Colombier a récolté trois points précieux, à Cortaillod. Menés 1-0 à la pause, les hommes de Pascal Bassi ont renversé la tendance en seconde période. La fin de saison s'annonce très difficile pour Cortaillod, qui stagne en avant-dernière position à six journées du terme.

La tension régnait au centre sportif de la Rive, entre Colombinois et Carcoies. Dans un match que personne n'avait le droit de perdre, les imprécisions se sont multipliées. A tel point qu'aucune des deux équipes n'est réellement parvenue à mettre en danger la défense adverse. Comme souvent dans ces cas, les balles arrêtées ont pris une importance capitale. C'est d'ailleurs sur un excellent coup franc de Gallego que le malheureux Moser allait ouvrir la marque pour Cortaillod. Le Colombin s'élève au point de pénalty et veut dégager de la tête. Le ballon prend la direction de la lucarne laissant le portier Fontela impuissant. «Menés 1-0 à la mi-temps, nous étions mal payés» estimait le mentor des «rouge et blanc».

C'est également sur deux coups de patte que les visiteurs ont inscrit leurs réussites. En début de deuxième mi-temps, Fabien Bassi, très à l'aise dans cet exercice, adresse un centre parfait à Mustafa Sylla qui égalise d'une tête piquée.
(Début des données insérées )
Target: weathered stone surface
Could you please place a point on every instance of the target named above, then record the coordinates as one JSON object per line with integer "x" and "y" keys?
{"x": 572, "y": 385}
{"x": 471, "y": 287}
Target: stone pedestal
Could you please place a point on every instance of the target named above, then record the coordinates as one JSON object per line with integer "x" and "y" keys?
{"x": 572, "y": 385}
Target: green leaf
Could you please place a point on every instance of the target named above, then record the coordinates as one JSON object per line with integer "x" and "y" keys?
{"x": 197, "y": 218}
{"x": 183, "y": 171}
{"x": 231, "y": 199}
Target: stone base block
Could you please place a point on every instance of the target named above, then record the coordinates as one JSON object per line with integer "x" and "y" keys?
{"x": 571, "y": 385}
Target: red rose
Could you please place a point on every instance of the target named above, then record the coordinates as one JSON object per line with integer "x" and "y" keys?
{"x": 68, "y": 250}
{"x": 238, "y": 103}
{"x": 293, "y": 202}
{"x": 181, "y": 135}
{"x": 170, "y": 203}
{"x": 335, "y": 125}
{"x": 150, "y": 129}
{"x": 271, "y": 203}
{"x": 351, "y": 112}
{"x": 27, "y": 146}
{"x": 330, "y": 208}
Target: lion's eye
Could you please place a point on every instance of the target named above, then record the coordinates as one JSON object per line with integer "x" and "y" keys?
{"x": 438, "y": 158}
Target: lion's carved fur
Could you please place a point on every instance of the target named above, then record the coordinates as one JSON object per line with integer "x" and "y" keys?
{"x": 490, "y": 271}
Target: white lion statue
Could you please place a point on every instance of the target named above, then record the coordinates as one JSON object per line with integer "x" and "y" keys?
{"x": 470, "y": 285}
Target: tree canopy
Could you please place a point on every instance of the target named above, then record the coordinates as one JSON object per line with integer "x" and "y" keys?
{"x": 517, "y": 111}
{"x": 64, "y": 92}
Huit minutes plus tard, on reprend les mêmes et on recommence: Bassi centre, Sylla dévie de la tête et c'est Bajrami, au deuxième poteau, qui propulse le ballon au fond des filets et offre la victoire aux rouge et blanc. «On a manqué de discipline, de concentration», analysait Jean Polese, entraîneur-assistant de Cortaillod. «On prend deux buts sur des balles arrêtées, la faute à un mauvais marquage».

Colombier s'offre ainsi une bouffée d'air bienvenue. «C'était un match important», rappelait Bassi, «on a fait le break par rapport à Cortaillod. Avec sept points d'avance sur la barre et six matches à venir, nous avons un pied installé en deuxième inter». Du côté des jaunes, c'était plutôt la soupe à la grimace, les frères Saiz se refusaient même à tout commentaire. Jean Polese se voulait pourtant positif: «Nous ne sommes pas morts. Et on va tout faire pour se sauver». Cela passera par quelques exploits, mais, qui sait, les courageux Carcoies pourraient bien en être capables.